You are SO right. Great post! V.

Heidi said...

Sue where did you grow up? I worked with a lady that her and her 2 sister were bathed, dressed and polished - sat on the step when their dad got home EVERYNIGHT. She said her mom did it so he knew that they appreciated all of his efforts to take care of them and that he felt a sense pride in his family.... pretty cool... :) I think she grew up by Millwaukee... Her name is sandy but not sure what her sisters names are.. *hugs to you my friend*

StitchinByTheLake said...

I loved this post. Working in public schools for so many years really opened my eyes to a lot of things. The worst was the fact that parents didn't respect teachers and taught their kids not to respect them. Of course, the repercussions for that were that the kids didn't respect their parents either. I am horrified by the disrespect both of self and others on reality shows - I refuse to watch any of them. There's nothing funny or entertaining about people being ugly to other people. blessings, marlene

Jill said...

Oh this post hits a nerve with me because it's my generation that has lost a lot of the RESPECT that your generation built as a foundation.

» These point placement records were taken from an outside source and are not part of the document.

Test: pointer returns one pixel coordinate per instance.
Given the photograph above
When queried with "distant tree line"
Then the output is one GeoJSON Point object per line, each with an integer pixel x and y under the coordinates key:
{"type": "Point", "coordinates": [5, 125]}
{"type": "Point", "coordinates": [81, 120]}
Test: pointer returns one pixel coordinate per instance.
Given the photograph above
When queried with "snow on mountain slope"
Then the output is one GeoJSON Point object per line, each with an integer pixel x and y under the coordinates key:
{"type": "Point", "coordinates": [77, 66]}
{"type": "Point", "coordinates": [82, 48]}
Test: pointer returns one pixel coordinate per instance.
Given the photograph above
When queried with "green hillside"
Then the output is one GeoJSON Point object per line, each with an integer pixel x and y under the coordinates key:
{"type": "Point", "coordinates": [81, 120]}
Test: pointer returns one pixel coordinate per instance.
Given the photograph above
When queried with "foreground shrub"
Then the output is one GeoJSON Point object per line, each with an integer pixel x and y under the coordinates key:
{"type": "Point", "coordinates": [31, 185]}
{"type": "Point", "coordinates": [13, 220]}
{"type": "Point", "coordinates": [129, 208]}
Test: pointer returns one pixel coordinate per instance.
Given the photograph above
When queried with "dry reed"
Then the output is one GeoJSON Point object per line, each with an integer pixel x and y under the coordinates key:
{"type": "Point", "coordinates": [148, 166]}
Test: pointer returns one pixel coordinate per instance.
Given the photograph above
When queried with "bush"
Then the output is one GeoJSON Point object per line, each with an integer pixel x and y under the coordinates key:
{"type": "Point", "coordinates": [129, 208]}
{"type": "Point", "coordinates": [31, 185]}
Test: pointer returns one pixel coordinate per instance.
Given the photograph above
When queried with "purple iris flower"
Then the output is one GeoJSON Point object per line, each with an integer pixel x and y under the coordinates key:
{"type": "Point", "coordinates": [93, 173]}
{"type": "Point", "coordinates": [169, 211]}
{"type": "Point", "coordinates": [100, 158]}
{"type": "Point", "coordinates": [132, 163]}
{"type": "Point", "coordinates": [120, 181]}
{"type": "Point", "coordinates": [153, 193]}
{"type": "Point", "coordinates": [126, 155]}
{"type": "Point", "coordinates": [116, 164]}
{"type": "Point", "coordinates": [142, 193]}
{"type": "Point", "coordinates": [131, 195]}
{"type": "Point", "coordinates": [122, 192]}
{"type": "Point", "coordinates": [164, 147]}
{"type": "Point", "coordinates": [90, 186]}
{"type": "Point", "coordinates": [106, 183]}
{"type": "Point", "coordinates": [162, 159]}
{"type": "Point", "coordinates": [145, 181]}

I have an issue with disrespect for your spouse... your family... your kids in public. Save it for the privacy of your home.

And respecting elders? How about not calling them by their first names. It's still Mr. and Mrs. in my book.

What about sitting at the table until everyone is finished - and saying please and thank you too. Or holding the door open?

I could go on and on and on...

Anonymous said...

Great post. One of the reasons I read your blog is because you are a calm, measured, reasoned voice in a world that seems to be on constant me-me, no rules, greedy, selfish overload. Very tiring reading, watching and dealing with so many of that type on a daily basis. Thanks for validating my POV.